Below are a few of my favorite “anti-freeze” measures that you can employ to defend your landscape and garden plants from the effects of Jack Frost.

  • Thoroughly water soil around established plantings, raised beds, and containers (except for succulents). Water has a high heat capacity that will trap daytime warmth and release it slowly overnight during danger periods for frost.
  • Cover transplants and newly sprouted plant materials with clear or milky white one gallon or two liter plastic containers used as cloches. Remove the bottoms of the containers and place one over each plant, taking care to press each container about one inch into the moist soil. Remove the bottle caps during daylight hours to vent excess heat and moisture and replace the caps each afternoon to protect tender plants from cold nighttime temperatures.

plant cover

Clear plastic 2 liter and gallon-sized bottles make great cloches for protecting tender plant materials.
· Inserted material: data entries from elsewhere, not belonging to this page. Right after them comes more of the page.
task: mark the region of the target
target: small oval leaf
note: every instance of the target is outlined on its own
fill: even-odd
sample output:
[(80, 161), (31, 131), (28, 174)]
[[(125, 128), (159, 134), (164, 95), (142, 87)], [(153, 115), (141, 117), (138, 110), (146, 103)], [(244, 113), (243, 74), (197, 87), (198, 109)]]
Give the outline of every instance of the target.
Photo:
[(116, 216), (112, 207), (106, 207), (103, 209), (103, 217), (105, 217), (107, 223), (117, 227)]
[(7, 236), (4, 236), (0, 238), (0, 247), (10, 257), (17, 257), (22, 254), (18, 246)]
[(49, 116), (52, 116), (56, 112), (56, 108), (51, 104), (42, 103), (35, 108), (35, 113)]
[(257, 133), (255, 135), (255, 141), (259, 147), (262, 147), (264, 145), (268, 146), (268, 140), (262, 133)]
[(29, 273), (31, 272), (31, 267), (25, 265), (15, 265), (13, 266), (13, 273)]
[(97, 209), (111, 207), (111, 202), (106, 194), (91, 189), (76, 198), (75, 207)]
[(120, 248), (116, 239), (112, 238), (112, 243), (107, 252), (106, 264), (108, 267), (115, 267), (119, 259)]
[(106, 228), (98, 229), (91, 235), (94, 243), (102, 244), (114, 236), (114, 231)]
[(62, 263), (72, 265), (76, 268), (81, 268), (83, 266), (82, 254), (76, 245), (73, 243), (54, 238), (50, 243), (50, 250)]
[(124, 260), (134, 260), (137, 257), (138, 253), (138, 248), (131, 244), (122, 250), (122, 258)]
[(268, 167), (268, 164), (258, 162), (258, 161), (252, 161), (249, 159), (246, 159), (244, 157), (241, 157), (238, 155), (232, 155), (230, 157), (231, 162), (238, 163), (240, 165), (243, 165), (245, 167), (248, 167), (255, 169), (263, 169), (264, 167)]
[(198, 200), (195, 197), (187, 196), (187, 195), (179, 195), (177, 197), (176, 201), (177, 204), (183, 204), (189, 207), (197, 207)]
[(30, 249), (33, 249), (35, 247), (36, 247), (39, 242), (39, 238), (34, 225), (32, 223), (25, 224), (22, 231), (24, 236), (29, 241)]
  • Surround low-level plantings completely with a loose mound of mulch made from leaf mold, evergreen trimmings (Christmas tree), pine needles, straw, or shredded newspaper. If wind is an issue cover the mound with burlap and stake it in place. Uncover the upper portion of the mound when the danger of frost has passed, but keep it handy to recover should another freezing event occur. Reuse the mulch in spring to prevent weed growth, or add to your compost pile.

 xmas tree cover

Christmas tree cuttings used to protect plant materials from frost damage.
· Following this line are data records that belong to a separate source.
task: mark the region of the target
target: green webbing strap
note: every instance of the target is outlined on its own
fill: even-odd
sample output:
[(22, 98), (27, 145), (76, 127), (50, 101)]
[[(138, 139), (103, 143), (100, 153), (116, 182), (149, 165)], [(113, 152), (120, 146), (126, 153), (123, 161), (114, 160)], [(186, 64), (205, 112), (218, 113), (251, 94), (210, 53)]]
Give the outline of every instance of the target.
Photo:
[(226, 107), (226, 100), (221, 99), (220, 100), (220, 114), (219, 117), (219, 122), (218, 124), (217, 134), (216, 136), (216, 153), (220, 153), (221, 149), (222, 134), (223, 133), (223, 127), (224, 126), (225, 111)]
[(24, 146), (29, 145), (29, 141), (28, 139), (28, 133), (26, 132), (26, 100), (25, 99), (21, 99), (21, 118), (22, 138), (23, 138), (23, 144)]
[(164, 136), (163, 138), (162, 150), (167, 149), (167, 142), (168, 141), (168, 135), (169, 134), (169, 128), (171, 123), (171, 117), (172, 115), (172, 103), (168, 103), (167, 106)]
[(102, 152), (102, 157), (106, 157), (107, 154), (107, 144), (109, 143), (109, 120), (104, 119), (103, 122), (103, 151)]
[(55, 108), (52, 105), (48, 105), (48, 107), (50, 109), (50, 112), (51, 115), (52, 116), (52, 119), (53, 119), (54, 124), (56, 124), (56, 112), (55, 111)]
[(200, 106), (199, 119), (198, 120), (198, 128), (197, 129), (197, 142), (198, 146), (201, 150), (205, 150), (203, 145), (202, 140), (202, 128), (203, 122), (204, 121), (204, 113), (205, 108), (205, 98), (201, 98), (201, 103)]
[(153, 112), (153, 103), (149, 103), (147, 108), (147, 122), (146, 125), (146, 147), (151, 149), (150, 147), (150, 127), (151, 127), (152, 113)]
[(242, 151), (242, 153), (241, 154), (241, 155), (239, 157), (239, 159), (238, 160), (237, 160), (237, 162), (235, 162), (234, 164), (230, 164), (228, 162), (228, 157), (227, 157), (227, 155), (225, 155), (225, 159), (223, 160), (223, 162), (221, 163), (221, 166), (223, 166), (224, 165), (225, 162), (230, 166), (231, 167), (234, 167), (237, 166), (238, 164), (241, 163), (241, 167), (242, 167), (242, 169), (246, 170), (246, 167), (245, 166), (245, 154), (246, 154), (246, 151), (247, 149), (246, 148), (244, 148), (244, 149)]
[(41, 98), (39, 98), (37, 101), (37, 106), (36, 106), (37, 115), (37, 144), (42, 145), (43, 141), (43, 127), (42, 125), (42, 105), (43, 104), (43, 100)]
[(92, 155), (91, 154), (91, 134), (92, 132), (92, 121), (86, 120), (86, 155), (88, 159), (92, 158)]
  • Surround knee-high plantings and taller plantings as well as dwarf trees with rolls of recycled cardboard, or cardboard appliance boxes. Washer, dryer, refrigerator, and water heater boxes make great frost covers that are easy to install and remove. In windy areas, anchor the boxes with twine and stakes. The cardboard can be reused in the spring for sheet mulching.
  • Use bamboo poles to create teepee plant enclosures covered with burlap, old blankets, towels, sheets, drop clothes, plastic sheeting, or carpet padding. Take care to keep the cover material from making contact with covered plants. Be sure to open the teepee each day after the threat of frost has passed.
  • Move small and mobile containers together along an exterior wall with a sheltering overhang. For extremely sensitive plants, relocate to a shed or garage.


Following these preventive measures just may keep your plantings from the ravages of winter’s cold.